In fact, the later EPs of this box, located nearer the band’s best output—Tri Repetae (1995), Chiastic Slide, and LP5 (1998), all staggering works—simply remind you of just how uncannily the group can nestle melody at the center of their contrapuntal rhythms and sudden, jarring shifts. The two Peel Sessions, originally released in 1995 and 1999, are particularly awesome, the first presenting a melodious undertone and the second an appealingly chaotic series of collisions that, together, offer a comparison within the comparison of this box to the band’s discography. A song like “Blifil” sounds restless, relentless even, but that restlessness is harnessed in two particular ways: with momentum and repetition, two dynamic forces that inform one another. There is constant movement, but in patterns. Enough has been written on the psychological and theoretical effects of repetition in music, becoming the subject of dissertations and scholarly texts. Autechre continue to make manifest abstract, scholarly concepts usually relegated to classical, formalist genres. They, along with Aphex Twin, might be this generation’s best example of composite modern and post-modern methodologies, employed cyclically to fold and reconstitute one another via the effects of repetition on the listener.

Tracks are presented almost entirely without context—no liner notes, no cartographic linking of songs to release—and so the box is decidedly disinterested in acting as an introduction of sorts of the band itself. Autechre seem to truly believe that they are working to create something that hasn’t yet been created, despite how firmly they are planted in aesthetic and technical traditions.
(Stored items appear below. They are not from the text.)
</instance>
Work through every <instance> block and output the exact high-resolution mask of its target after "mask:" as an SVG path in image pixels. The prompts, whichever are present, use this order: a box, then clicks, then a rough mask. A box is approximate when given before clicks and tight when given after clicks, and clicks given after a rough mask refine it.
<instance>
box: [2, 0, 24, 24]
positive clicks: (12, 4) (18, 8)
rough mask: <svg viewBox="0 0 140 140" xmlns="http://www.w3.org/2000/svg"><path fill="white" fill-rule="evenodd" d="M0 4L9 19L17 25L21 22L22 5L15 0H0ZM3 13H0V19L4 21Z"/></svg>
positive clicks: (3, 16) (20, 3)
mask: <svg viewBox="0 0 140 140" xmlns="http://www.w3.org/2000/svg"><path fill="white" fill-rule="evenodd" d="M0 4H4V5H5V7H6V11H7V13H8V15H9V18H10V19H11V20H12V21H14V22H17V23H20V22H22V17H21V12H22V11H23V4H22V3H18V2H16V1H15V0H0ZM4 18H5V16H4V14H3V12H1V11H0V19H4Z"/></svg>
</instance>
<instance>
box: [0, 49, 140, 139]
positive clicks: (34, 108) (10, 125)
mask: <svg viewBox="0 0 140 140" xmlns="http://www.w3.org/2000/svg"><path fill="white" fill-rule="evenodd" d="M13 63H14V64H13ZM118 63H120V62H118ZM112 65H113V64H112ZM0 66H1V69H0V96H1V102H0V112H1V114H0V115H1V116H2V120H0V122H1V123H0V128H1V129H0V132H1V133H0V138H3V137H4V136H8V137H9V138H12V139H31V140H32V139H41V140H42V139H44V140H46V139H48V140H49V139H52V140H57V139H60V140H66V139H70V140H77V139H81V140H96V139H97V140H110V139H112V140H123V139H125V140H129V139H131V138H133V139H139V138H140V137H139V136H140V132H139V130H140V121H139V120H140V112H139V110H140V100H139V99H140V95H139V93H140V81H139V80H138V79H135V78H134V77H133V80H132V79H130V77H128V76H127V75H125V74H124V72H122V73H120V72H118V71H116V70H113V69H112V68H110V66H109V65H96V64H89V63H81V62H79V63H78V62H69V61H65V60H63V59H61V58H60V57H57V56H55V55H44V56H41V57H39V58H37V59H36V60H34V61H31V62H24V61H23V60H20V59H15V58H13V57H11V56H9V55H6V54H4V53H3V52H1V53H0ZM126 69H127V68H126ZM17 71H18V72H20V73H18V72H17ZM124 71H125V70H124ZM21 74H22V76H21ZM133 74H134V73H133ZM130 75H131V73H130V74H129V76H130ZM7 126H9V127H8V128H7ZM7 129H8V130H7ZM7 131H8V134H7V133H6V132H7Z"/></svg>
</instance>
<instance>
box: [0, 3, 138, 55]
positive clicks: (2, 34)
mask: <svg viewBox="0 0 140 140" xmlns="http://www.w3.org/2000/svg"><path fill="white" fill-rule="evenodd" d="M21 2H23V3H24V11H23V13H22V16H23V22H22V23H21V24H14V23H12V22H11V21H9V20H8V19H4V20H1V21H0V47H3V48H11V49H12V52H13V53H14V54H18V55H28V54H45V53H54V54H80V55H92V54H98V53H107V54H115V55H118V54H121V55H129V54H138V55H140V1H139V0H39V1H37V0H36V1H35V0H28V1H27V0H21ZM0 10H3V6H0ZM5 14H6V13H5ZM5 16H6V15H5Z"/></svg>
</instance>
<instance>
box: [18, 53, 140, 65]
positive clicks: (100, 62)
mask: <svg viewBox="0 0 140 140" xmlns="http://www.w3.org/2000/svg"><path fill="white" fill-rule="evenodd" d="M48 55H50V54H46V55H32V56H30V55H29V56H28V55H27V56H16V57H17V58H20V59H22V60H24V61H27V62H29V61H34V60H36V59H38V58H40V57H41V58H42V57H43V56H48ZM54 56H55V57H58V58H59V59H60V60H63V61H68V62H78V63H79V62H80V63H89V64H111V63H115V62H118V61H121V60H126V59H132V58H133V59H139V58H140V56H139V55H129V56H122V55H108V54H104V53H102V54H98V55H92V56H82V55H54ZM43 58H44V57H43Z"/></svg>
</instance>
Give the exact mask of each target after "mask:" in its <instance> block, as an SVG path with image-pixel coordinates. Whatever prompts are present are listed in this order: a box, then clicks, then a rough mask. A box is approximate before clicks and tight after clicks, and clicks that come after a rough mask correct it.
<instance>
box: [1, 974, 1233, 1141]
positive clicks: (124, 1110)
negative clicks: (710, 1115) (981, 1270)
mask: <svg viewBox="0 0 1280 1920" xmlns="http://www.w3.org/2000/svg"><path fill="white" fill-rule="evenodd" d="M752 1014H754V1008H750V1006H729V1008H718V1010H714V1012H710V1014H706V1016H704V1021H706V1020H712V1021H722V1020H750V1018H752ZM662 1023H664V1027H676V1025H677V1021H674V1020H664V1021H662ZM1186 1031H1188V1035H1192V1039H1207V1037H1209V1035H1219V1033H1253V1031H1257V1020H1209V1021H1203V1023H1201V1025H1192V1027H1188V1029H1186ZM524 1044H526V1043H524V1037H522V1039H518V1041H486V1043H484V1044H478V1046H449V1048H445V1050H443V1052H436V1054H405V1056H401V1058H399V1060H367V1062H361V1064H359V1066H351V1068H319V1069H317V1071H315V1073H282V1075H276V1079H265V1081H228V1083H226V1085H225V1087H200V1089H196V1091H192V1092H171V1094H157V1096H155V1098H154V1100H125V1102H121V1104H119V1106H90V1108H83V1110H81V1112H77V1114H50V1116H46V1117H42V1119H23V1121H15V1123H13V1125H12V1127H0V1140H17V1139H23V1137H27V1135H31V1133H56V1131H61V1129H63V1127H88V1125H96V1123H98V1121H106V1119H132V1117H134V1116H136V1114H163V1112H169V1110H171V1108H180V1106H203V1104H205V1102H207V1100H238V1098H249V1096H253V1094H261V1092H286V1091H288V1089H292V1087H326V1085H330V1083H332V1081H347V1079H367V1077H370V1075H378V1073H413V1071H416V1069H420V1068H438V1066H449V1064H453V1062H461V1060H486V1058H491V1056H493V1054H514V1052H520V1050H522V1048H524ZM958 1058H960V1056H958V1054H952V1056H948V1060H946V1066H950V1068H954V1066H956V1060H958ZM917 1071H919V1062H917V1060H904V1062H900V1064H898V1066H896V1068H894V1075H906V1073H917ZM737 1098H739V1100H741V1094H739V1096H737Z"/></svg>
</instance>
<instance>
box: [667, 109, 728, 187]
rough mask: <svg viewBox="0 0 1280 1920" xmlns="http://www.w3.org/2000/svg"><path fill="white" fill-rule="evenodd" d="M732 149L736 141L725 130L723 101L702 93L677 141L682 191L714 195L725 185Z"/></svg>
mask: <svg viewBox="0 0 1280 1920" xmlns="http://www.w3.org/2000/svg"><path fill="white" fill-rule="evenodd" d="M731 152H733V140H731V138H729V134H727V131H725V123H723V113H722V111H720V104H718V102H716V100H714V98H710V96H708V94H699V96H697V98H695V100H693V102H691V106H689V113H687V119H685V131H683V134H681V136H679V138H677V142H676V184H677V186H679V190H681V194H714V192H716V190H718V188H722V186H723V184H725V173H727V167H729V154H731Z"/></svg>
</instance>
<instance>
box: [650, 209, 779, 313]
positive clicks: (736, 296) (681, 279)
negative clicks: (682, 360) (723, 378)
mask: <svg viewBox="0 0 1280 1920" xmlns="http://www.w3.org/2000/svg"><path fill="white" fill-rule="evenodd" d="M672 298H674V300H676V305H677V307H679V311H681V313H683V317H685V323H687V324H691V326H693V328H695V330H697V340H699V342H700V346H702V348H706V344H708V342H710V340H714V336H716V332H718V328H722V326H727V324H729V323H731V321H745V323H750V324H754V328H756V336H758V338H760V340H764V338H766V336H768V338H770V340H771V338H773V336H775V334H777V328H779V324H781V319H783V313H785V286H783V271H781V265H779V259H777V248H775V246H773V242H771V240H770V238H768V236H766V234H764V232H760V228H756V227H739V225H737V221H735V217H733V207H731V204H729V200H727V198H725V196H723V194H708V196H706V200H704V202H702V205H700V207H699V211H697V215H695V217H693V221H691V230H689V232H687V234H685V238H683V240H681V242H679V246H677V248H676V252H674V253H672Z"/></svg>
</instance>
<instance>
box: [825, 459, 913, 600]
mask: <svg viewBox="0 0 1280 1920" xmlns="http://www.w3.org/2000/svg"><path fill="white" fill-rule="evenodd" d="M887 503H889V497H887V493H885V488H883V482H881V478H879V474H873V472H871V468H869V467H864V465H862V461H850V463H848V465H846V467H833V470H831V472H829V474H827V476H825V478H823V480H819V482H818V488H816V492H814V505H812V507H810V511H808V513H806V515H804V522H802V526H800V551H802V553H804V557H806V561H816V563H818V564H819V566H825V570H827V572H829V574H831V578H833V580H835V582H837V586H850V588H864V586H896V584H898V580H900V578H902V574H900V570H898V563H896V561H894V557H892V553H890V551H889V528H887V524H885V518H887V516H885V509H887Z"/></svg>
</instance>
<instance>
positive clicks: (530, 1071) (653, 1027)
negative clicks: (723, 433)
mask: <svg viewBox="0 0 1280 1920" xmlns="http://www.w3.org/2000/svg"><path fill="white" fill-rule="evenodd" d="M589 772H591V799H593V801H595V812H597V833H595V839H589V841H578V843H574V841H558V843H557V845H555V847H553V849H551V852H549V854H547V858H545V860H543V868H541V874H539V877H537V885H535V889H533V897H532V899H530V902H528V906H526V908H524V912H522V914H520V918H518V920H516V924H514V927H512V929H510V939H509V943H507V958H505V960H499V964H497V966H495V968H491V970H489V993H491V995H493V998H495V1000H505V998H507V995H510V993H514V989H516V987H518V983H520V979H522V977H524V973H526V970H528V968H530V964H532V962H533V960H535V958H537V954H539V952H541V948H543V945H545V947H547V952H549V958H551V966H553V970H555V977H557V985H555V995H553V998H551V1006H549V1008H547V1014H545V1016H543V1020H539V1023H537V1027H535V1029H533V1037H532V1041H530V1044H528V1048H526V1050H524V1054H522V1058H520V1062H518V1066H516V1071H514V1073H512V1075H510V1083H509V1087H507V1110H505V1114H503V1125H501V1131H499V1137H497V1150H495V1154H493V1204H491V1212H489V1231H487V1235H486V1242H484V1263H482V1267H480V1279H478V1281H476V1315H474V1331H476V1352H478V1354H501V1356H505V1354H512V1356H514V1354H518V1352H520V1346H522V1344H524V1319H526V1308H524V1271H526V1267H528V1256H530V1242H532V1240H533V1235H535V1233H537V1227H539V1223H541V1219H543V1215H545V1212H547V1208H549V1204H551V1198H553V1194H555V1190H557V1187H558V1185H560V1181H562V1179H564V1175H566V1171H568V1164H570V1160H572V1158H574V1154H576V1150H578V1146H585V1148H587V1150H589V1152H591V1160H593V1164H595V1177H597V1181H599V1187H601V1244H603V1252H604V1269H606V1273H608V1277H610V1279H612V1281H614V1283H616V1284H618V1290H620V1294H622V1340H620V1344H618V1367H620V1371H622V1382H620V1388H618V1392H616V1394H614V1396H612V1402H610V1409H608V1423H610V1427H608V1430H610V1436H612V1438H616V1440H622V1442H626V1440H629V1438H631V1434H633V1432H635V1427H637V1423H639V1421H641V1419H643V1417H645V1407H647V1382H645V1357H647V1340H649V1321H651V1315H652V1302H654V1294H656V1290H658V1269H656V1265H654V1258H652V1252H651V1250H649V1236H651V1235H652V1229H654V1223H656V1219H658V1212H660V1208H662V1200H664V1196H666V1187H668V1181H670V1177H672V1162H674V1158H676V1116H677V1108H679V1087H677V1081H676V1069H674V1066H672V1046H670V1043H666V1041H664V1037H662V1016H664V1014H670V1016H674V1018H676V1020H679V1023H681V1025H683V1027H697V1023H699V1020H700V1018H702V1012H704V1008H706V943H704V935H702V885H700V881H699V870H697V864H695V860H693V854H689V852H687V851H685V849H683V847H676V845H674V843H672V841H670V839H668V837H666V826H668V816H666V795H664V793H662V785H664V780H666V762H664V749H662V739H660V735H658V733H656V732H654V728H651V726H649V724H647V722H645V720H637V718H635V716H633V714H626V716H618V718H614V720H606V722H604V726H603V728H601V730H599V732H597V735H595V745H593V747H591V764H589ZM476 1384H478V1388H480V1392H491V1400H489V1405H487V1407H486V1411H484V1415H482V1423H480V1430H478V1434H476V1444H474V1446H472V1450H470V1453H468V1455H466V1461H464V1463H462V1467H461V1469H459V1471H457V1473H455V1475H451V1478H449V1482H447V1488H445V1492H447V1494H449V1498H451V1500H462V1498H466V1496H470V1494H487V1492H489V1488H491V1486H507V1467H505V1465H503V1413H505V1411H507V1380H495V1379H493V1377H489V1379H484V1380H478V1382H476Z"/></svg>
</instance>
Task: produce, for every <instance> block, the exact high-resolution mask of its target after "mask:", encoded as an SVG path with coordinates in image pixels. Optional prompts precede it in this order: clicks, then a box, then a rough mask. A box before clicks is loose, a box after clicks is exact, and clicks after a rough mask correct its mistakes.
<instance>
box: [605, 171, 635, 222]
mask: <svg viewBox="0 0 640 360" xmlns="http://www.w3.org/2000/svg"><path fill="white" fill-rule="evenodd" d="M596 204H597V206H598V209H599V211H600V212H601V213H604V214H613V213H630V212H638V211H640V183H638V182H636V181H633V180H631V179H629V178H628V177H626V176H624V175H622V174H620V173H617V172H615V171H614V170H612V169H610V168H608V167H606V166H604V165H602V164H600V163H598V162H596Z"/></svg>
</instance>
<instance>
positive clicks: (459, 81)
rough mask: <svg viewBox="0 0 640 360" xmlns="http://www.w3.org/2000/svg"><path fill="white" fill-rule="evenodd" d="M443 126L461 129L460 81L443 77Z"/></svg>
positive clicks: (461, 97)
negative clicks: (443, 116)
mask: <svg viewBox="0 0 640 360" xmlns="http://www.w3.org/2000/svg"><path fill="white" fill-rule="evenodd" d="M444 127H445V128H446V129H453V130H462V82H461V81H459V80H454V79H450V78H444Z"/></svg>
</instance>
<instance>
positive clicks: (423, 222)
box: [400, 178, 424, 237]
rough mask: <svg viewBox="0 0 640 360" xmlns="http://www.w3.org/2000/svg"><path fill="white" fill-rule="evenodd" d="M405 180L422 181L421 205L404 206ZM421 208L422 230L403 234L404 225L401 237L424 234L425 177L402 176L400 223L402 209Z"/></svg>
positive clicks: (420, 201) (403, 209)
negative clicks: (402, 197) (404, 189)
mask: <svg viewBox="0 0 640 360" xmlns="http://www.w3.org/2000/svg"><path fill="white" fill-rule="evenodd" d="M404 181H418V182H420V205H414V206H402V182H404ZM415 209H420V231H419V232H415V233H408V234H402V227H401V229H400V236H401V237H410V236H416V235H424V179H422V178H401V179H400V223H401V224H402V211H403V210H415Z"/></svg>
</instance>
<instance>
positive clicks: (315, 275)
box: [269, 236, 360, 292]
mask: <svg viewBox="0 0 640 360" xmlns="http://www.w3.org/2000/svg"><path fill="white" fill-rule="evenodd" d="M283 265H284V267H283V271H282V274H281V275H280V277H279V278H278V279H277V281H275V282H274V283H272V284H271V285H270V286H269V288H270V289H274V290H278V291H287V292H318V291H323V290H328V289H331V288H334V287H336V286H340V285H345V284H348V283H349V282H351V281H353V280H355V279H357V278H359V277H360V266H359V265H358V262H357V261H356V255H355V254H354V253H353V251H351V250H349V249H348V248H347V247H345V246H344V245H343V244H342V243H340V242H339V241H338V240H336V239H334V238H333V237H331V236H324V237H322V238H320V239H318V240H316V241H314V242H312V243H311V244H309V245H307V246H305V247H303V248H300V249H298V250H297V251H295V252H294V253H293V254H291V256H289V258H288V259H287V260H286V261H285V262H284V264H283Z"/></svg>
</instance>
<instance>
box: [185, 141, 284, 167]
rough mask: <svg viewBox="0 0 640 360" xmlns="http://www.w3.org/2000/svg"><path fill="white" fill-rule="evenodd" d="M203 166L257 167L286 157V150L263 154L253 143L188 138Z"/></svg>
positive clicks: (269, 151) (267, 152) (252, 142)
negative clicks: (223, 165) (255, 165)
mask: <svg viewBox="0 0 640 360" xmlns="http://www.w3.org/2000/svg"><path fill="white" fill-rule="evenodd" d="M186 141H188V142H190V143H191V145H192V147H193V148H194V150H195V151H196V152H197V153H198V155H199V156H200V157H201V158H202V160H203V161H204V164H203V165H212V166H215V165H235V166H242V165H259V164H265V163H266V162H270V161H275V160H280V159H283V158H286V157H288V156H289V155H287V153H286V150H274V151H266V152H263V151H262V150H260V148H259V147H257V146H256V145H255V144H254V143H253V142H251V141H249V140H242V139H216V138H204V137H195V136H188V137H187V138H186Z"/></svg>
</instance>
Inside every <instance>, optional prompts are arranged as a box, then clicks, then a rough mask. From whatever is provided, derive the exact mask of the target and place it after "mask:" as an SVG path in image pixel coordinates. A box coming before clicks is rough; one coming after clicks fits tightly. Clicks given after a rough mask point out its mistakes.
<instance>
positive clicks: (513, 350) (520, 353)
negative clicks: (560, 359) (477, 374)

To impose linearity on their process would be to imply narrative, cause, or movement toward something, notions which they seem loath to accept. This implies a misunderstanding by the band itself about how they fit into music. Theirs is not novel music, but their methodology is one that privileges novelty. That might seem like a minute distinction, but it’s key, so we should be glad this box set doesn’t allow the band to speak more explicitly about themselves. It’s left as an aesthetic rather than educational experience, allowing us to widen the discussion at our whim, and in that regard it’s more than worth getting your hands on.